All information from the "BUGS" section not belonging in "SECURITY

CONSIDERATIONS" moved to "COMPATIBILITY". Obtained from: TrustedBSD Project Sponsored by: DARPA, NAI Labs
2002-01-06 21:48:37 +00:00 · 2002-01-06 21:48:37 +00:00 · 6ba681a185
commit 6ba681a185
parent e125c135a8
2 changed files with 34 additions and 48 deletions
--- a/lib/libc/stdio/fgets.3
+++ b/lib/libc/stdio/fgets.3
@ -137,9 +137,14 @@ The
 .Fn gets
 function cannot be used securely.
 Because of its lack of bounds checking,
+and the inability for the calling program
+to reliably determine the length of the next incoming line,
 the use of this function enables malicious users
 to arbitrarily change a running program's functionality through
 a buffer overflow attack.
+It is strongly suggested that the
+.Fn fgets
+function be used in all cases.
 (See
 the FSA.)
 .Sh SEE ALSO
@ -157,16 +162,3 @@ and
 .Fn gets
 conform to
 .St -isoC .
-.Sh BUGS
-Since it is usually impossible to ensure that the next input line
-is less than some arbitrary length, and because overflowing the
-input buffer is almost invariably a security violation, programs
-should
-.Em NEVER
-use
-.Fn gets .
-The
-.Fn gets
-function
-exists purely to conform to
-.St -isoC .
--- a/lib/libc/stdio/tmpnam.3
+++ b/lib/libc/stdio/tmpnam.3
@ -187,15 +187,43 @@ The
 .Fn tmpnam
 and
 .Fn tempnam
-functions are susceptible to a race condition,
+functions are susceptible to a race condition
+occuring between the selection of the file name
+and the creation of the file,
 which allows malicious users
 to potentially overwrite arbitrary files in the system,
 depending on the level of privilege of the running program.
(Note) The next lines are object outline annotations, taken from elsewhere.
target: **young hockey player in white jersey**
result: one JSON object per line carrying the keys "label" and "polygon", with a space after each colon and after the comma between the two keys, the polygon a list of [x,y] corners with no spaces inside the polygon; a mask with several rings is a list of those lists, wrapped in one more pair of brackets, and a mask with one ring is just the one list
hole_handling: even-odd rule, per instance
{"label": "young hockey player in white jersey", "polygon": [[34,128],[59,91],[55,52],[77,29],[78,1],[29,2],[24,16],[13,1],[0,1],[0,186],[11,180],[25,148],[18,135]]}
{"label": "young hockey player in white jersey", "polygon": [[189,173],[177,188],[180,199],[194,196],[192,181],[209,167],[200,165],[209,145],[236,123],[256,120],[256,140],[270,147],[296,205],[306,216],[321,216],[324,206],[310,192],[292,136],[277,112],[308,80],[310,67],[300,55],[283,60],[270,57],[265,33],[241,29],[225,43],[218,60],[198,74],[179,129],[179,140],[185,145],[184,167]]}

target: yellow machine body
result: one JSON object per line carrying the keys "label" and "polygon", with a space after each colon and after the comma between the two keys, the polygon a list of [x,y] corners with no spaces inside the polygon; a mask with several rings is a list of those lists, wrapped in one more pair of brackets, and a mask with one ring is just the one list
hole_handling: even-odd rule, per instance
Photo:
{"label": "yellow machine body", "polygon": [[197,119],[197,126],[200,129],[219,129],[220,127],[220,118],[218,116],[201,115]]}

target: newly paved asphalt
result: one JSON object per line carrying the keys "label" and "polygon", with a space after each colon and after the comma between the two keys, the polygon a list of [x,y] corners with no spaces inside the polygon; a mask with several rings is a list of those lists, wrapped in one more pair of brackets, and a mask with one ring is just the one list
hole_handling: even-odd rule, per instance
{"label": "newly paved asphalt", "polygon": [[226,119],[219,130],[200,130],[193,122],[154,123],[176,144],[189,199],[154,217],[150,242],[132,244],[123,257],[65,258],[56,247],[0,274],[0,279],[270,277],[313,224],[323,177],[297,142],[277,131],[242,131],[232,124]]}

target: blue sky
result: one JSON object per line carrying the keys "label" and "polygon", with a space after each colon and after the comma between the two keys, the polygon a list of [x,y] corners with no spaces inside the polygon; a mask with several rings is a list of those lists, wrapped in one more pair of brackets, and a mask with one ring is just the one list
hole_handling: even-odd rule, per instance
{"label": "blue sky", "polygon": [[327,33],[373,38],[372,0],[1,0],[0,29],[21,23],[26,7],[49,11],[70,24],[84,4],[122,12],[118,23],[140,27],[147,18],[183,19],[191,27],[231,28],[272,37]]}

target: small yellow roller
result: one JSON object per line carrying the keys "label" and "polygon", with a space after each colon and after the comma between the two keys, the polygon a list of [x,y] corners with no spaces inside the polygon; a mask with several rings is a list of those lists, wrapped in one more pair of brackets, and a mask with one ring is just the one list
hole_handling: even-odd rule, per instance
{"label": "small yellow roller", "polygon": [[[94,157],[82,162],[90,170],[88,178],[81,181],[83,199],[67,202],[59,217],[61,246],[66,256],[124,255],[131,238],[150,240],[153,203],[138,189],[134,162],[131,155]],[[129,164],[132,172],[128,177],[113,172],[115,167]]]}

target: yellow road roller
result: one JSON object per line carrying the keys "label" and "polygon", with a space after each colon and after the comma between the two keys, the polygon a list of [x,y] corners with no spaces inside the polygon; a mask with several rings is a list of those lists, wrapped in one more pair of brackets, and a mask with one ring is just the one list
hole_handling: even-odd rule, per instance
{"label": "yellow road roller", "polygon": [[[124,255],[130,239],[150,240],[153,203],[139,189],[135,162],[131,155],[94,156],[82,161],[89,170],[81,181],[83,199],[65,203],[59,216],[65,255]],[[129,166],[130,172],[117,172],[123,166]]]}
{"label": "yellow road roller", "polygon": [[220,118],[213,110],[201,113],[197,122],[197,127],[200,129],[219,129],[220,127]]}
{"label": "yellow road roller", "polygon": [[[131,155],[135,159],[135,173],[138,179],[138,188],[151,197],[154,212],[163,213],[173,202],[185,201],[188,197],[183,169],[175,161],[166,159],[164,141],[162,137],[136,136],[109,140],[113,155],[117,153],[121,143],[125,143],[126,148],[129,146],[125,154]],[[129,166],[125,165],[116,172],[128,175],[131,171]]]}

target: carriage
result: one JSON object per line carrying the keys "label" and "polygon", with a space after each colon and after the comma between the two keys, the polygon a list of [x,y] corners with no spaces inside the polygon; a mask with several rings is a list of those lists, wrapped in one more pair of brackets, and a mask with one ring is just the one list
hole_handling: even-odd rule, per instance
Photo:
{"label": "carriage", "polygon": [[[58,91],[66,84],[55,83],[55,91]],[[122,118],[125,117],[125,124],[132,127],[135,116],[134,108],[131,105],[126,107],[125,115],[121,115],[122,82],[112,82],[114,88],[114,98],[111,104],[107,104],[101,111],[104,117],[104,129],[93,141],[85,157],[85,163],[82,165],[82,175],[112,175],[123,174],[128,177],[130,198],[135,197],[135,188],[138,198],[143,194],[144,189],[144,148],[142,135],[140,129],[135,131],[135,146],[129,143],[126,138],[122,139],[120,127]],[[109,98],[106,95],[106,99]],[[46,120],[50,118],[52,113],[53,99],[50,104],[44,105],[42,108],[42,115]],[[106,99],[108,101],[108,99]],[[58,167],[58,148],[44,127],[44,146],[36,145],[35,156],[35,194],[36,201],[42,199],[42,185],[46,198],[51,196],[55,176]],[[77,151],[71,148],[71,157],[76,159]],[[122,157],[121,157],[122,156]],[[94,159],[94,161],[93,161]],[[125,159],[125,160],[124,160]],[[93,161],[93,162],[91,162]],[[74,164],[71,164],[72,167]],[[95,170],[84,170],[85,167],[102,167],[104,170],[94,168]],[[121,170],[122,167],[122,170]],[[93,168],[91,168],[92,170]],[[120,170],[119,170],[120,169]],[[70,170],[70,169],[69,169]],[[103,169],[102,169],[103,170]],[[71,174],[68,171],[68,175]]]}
+Additionally, there is no means by which
+file permissions may be specified.
 It is strongly suggested that
 .Xr mkstemp 3
 be used in place of these functions.
 (See
 the FSA.)
+.Sh COMPATIBILITY
+These interfaces are provided from System V and
+.Tn ANSI
+compatibility only.
+.Pp
+Most historic implementations of these functions provide
+only a limited number of possible temporary file names
+(usually 26)
+before file names will start being recycled.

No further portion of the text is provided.